Ricochet News


By Supplied - Aug 13, 2014

“Do you want a lover tonight?” became the subject of labour court deliberation… sexual harassment or sexual attention?

Some light has been cast over the murky subject of sexual harassment in the workplace following an important decision by the labour court to set aside a CCMA award in the case of Simmers v Campbell Scientific Africa (Pty) Ltd and Others [2014].

The case involved a male employee who accompanied a contractor and a female consultant to Botswana to survey a site and they all stayed over at a lodge and had dinner together one evening .While the contractor paid the bill, the amorous employee asked the consultant “Do you want a lover tonight?”. After being rebuffed he responded, “if you change your mind during the night, come to my room”. She did not, and he didn’t take it any further. The employer company became aware of the employees behaviour and he was dismissed after a disciplinary enquiry for sexual harassment, unprofessional conduct, and bringing the name and image of the company into disrepute, which he was alleged to have done by bad mouthing the contractor. The employee referred his dispute to the CCMA which found the dismissal to be fair.

The Labour court held differently and found that the words used, although crude and inappropriate, were not uttered in demand for sex but “more in hope than expectation” and did not cross the line from a single incident of an unreciprocated sexual advance to sexual harassment.

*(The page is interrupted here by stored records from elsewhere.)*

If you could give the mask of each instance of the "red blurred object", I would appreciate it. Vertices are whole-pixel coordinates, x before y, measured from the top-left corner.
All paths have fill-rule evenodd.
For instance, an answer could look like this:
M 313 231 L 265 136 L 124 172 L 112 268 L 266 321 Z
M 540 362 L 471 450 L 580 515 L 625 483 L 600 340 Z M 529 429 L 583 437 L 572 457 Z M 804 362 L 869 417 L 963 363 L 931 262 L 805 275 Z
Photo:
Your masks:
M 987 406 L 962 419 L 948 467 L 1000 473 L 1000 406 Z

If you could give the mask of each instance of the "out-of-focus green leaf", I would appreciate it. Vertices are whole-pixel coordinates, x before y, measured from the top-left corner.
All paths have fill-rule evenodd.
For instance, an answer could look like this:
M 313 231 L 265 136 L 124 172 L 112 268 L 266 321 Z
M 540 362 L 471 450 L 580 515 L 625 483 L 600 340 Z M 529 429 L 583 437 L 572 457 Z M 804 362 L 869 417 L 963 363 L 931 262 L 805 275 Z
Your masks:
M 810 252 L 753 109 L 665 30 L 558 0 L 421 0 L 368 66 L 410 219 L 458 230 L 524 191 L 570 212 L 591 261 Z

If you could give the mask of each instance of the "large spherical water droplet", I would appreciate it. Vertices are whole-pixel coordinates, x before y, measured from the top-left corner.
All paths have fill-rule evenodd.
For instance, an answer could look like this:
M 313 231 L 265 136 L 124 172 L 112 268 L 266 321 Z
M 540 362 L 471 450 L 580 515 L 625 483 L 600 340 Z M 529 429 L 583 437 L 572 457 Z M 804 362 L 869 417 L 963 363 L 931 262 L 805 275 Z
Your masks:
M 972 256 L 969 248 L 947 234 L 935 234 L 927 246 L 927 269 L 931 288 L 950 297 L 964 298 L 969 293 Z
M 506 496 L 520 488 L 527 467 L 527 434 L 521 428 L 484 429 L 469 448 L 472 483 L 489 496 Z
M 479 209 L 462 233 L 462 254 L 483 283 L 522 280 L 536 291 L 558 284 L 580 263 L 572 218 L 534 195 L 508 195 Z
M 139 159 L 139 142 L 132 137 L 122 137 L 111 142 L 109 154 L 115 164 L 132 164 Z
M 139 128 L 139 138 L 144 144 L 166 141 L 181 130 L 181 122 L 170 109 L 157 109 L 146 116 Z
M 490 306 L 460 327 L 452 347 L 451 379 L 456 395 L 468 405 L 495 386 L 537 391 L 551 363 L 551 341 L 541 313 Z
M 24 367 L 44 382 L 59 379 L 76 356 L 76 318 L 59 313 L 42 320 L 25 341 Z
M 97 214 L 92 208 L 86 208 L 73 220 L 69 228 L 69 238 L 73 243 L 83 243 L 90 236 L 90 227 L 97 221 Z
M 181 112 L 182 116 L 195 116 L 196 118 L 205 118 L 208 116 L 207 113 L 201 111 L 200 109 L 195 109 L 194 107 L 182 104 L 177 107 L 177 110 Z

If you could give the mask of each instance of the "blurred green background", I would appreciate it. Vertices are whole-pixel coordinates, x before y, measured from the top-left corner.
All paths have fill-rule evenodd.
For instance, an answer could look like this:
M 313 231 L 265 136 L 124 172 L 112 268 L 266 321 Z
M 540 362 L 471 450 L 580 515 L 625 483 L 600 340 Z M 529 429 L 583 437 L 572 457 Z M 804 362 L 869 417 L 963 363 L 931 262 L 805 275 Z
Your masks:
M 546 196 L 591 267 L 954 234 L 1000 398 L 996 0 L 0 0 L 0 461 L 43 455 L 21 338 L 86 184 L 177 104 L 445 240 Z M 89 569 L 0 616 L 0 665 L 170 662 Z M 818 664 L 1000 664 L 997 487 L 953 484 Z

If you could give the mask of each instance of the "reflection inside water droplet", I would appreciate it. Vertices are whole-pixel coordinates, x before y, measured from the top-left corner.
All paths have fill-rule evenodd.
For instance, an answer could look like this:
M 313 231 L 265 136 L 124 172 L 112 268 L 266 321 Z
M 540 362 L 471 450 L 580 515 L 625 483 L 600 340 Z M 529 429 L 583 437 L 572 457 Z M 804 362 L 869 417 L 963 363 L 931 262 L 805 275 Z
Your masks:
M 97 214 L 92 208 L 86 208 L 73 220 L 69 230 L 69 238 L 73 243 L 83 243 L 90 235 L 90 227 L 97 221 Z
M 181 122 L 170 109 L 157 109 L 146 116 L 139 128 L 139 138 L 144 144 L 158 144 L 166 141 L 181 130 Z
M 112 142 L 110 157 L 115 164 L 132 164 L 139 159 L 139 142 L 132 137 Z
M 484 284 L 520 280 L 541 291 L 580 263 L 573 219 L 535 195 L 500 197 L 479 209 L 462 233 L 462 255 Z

According to Jacqui Woodroffe of Shepstone &Wylie Attorneys labour law department, what is important is that the court made it very clear that for a single incident of unwelcome sexual conduct to constitute sexual harassment it must be serious and constitute an impairment of the complainant’s dignity.

The court further emphasized that misunderstandings are frequent in human interaction and the court doesn’t require an employer to uphold a standard of asexuality or androgyny in the workplace. As there was no workplace power differential, the parties were not co-employees, and the incident took place after work the court decided on the facts that this was an instance of unwanted sexual attention, and not harassment.

“An inappropriate comment is not automatically sexual harassment” comments Woodroffe. “It could only have become sexual harassment if the “harasser” had persisted in it or if it was a serious single transgression.”

Woodroffe said that employers need to tread carefully when faced with complaints of sexual harassment. “Its advisable to seek legal opinion to ensure that the conduct does fall under the definition of harassment as the implications for the accused can have very repercussions for that person’s future career.”